Les flux d’argent progressent de 21,6 % en Amérique latine et dans les Caraïbes, particulièrement dans les pays qui ont accueilli ces derniers mois des migrants en transit vers les Etats-Unis, notamment au Mexique, ce qui laisse penser qu’une partie des sommes a servi à payer des passeurs. L’autre hypothèse est l’arrivée massive de télétravailleurs américains dans ces pays pendant le confinement, ce qui aurait entraîné d’importants transferts de devises.

« Processus entravé »

Des hausses sont plus spécifiques à certaines régions, comme celles à partir des pays du Golfe et de la Russie, dont les économies tirent profit de la hausse des cours du pétrole, ou encore vers des pays en crise comme le Liban ou le Yémen. Dans le reste du monde, la hausse est comprise entre 5 % et 10 %, sauf en Asie de l’Est (hors Chine) où elle ne devrait progresser que de 1,4 %.

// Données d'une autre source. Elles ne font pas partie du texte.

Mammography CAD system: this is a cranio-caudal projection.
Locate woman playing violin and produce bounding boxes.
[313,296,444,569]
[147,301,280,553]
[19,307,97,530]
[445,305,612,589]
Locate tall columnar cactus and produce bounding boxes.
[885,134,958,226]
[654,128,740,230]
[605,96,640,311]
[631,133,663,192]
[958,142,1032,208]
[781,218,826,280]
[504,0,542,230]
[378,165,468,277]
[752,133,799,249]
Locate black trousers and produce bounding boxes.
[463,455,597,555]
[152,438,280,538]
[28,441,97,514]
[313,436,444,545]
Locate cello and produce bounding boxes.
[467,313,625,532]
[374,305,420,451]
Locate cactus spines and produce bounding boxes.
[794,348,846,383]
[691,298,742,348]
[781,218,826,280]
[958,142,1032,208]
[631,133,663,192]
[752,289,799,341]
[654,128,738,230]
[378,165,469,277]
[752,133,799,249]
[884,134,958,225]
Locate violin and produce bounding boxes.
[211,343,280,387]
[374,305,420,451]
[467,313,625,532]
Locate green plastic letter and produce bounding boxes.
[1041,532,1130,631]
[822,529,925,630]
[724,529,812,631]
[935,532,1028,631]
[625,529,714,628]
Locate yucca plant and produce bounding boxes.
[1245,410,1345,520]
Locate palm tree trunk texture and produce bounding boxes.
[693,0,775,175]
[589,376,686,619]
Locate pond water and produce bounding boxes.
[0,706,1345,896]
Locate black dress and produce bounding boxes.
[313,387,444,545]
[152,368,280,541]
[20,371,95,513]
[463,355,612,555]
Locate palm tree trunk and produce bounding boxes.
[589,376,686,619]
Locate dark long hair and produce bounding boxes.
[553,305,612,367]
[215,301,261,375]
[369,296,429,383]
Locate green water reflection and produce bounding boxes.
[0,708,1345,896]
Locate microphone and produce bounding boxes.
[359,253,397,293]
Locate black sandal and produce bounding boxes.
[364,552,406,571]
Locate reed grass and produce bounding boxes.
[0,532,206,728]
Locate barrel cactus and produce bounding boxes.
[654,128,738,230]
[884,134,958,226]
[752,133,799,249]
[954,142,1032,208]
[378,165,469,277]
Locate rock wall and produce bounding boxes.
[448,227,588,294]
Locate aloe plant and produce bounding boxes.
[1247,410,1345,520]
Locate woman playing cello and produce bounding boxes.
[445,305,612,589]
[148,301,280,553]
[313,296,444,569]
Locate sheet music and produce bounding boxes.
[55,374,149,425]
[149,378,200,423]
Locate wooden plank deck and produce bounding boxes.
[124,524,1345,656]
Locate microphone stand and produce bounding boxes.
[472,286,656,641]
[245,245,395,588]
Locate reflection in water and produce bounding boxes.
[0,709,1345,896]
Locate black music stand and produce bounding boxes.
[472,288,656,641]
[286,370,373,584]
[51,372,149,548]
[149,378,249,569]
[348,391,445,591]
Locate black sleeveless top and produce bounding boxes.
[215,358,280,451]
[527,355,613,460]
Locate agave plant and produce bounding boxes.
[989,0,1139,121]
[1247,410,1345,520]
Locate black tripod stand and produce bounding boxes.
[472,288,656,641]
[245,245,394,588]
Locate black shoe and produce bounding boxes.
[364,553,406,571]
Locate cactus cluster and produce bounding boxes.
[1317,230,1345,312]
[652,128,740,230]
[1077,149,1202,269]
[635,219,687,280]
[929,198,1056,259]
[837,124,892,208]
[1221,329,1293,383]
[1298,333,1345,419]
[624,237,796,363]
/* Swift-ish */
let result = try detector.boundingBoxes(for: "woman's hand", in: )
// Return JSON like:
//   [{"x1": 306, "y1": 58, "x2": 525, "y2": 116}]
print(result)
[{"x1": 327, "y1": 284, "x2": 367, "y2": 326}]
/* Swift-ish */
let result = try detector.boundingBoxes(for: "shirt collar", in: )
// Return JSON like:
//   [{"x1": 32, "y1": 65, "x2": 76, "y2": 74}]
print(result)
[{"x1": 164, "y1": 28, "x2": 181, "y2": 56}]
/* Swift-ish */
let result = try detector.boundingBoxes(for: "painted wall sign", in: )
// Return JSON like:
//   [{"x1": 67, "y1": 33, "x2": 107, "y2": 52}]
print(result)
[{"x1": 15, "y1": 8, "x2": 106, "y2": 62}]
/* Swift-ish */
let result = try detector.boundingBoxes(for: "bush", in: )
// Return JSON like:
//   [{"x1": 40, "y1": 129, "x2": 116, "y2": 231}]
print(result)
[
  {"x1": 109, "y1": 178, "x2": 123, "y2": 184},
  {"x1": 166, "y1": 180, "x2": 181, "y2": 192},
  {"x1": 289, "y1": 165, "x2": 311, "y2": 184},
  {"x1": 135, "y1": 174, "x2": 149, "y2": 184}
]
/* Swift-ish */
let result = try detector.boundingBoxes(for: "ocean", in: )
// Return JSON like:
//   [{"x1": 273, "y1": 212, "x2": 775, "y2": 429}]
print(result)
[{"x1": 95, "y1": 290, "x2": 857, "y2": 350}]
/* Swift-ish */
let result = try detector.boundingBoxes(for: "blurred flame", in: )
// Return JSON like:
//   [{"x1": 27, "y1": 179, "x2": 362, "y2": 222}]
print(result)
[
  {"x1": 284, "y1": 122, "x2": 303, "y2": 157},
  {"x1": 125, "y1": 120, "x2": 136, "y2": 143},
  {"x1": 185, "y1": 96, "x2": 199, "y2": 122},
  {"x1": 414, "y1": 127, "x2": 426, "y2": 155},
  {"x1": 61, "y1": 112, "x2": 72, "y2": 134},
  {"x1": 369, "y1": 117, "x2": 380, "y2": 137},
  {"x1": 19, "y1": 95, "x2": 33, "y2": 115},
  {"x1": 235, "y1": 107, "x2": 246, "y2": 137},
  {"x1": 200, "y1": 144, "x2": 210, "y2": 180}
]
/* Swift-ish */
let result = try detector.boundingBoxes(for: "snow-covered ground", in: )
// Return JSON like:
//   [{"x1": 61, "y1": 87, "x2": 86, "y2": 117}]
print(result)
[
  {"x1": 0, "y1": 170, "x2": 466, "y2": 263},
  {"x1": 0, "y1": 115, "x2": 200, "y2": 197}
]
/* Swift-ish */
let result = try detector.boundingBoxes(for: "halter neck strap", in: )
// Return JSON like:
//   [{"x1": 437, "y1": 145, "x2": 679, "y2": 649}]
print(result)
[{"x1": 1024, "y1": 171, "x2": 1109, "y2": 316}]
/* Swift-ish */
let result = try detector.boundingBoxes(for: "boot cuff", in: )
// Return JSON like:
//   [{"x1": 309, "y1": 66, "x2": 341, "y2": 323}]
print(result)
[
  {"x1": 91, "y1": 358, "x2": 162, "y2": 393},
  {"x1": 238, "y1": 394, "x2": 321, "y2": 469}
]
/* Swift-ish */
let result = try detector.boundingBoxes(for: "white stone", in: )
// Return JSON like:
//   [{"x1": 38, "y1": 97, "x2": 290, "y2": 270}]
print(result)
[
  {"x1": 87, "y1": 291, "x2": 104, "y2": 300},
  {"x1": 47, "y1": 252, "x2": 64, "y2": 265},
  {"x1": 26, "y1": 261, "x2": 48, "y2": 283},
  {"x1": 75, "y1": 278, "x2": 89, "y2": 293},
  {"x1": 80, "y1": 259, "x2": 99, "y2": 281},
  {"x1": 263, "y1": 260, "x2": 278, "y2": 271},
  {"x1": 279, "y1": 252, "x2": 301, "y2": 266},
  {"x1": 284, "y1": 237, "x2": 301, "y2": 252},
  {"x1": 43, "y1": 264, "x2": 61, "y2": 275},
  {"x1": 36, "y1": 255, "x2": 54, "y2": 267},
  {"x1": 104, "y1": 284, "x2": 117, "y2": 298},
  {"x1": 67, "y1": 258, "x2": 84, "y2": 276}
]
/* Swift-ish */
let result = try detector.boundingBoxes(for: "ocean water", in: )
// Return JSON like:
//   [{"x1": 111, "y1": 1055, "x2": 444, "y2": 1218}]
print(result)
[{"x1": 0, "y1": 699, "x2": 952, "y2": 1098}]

Les transferts devraient continuer de progresser en 2022, mais à un rythme moins soutenu du fait de l’arrêt des plans de relance budgétaires

Les migrants partent travailler à l’étranger malgré des coûts exorbitants. Un Bangladais paie en moyenne l’équivalent de vingt mois de son salaire à des agents, en Arabie saoudite, pour y trouver un travail. Il est aussi plus difficile pour eux de trouver un emploi. La Banque mondiale note que « la baisse du nombre de travailleurs étrangers dans les pays du Golfe » est une « tendance de fond inquiétante du point de vue [des] pays à bas et moyen revenu ».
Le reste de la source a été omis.